Rialto Bridge looms overhead, built in 1591 to replace a wooden one that was the first to cross the canal. As always, its stone rail is lined with travelers getting their postcard shots of Venice. This is one of the busiest stretches of the Grand Canal, as gondolas, vaporetti, traghetti, water taxis, barges from the nearby market and a police boat with sirens and flashing lights all vie for a bit of water.
After Rialto, the canal makes another turn, past fish market stalls alongside the canal and under the portico of the market hall. We see several palazzi with good examples of the distinctive Venetian Gothic windows, before passing the magnificent Ca’ d’Oro, now an art museum with priceless frescoes, sculpture and paintings. Opposite, the Baroque Ca’ Pesaro houses the Gallery of Modern Art and the Oriental Museum.
After the San Stae stop is one of the canal’s most impressive, Palazzo Vendramin Calergi, the inspiration for many other Renaissance palaces in Venice, and where Wagner died in 1833. In this stretch, we see more churches than elsewhere along the canal, first the Baroque San Stae, then San Marcuola and the domed San Geremia, which holds the relics of St. Lucy. Facing Santa Lucia railway station is San Simeone Picola.

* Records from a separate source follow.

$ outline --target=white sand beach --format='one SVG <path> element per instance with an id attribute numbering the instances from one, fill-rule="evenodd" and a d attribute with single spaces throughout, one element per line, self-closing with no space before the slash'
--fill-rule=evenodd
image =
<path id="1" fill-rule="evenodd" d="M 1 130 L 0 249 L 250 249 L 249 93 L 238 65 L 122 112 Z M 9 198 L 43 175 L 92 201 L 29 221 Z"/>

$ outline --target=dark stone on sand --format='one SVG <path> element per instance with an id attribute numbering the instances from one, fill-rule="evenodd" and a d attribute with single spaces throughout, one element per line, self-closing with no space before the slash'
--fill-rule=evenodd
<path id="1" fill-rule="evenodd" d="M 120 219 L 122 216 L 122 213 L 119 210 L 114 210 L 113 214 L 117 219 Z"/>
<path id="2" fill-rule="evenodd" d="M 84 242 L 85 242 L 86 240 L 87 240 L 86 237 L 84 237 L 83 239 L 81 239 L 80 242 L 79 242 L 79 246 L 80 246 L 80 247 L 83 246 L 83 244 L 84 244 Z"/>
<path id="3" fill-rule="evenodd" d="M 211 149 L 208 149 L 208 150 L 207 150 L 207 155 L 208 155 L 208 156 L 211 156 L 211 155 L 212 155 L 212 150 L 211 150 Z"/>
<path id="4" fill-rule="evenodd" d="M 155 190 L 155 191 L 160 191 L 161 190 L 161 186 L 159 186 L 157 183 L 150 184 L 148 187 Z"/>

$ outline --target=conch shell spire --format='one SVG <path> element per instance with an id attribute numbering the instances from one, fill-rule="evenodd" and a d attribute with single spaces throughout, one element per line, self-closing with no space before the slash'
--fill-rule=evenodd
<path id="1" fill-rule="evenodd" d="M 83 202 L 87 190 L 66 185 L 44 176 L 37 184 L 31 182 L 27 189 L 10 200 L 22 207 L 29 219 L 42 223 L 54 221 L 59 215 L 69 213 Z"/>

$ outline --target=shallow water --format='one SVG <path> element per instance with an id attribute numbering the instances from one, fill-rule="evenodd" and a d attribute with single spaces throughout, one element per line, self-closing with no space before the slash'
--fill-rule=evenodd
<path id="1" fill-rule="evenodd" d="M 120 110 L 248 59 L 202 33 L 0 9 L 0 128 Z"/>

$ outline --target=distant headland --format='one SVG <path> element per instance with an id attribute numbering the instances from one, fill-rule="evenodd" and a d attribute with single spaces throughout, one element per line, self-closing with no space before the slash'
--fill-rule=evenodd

Santiago Calatrava’s Bridge
Ideally we could have concentrated on one shore only, returning on the same route to focus on the opposite side. But we had other plans, so we disembarked at Piazzale Roma, the end of the line, to cross the newest bridge, Ponte della Costituzione. Raised in 2007, it’s only the fourth to cross the 2.5-mile length of the Grand Canal. Designed by Santiago Calatrava, the span reflects the other three in its graceful arch, but adds a definite 21st-century twist with steel-and-concrete construction finished in Istrian marble and glass.
The contemporary cheek of Ponte della Costituzione is a fitting finale for a canal that begins at the basilica housing relics of Venice’s legendary founder, St. Mark. Canale Grande runs not just through the city, but through its history, too.
- The price for a single vaporetto trip is €7 (about $10, more than five times the fare paid by residents), making a Tourist Travel Card, available in various lengths from 12 hours (€18) to 7 days (€50), a good investment if you plan to ride more than twice.
- For reliable up-to-date information, as well as lodging advice and deals, consult Venice for Visitors.
- For the best experience, avoid midsummer crowds and heat, as well as winter during the full moon, when exceptionally high tides may flood the streets and ground floors.